LACERDA: A comunicação para mim é algo essencial hoje em dia. E a Fbiz é um estudo humanista que não acaba nunca. A essência da comunicação passa por uma verdade libertadora e transformadora: marcas são narrativas. São storytelling. Você nunca comprou um iPhone, mas uma história. E as marcas, hoje, fazem parte do dia a dia das pessoas. Tanto que têm autoridade para criar conteúdos imersivos e extremamente significativos. Baseamos nossas escolhas num sistema de crenças, e as marcas estão inseridas nesse sistema de forma essencial.
(Nova interrupção, desta vez por Fernand Alphen.)
ALPHEN: Isso é muito significativo. O Marcelo vai agregar uma visão que vai além da comunicação. Ele é um visionário. Foi um dos primeiros apoiadores da Singularity University nos Estados Unidos, quando ainda não tinha esse hype todo. E vai participar conosco numa função de forças especiais, chamado em projetos onde há espaço para ir além da entrega convencional de uma agência. Estamos falando sobre disrupção, novos modelos de negócio, grandes conexões e quebras de paradigma.
FAST COMPANY BRASIL: Mas existe um desafio de negócio também…

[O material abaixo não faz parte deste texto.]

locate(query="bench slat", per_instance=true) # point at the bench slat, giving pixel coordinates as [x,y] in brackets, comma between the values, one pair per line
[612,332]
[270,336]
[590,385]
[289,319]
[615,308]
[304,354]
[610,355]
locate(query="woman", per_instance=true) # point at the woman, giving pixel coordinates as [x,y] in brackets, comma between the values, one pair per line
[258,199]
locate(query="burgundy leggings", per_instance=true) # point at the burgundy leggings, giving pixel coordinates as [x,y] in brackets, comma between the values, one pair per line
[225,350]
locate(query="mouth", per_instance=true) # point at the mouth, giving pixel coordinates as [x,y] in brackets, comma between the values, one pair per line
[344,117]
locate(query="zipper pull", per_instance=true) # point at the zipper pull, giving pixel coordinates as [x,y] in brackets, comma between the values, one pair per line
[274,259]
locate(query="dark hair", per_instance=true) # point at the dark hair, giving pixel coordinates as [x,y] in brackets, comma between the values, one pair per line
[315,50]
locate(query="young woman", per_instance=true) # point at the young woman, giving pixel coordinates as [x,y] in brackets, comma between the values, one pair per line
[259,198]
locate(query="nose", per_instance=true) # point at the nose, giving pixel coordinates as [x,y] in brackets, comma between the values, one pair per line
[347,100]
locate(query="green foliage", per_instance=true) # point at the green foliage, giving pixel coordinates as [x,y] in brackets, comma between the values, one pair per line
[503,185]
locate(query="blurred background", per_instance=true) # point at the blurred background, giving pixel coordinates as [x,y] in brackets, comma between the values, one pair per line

LACERDA: Sem dúvida, e talvez seja esse um dos principais pontos da minha atuação. Quero criar projetos que consigam ter um impacto real na oferta de valor dos negócios dos clientes. É maravilhoso interagir com os clientes e buscar novas possibilidades. Além disso, o resgate do orgulho da indústria da comunicação, bem como ter uma prancheta em branco na minha frente, foi o que me motivou a aceitar esse desafio. Chegar até onde não conseguimos enxergar. Ainda.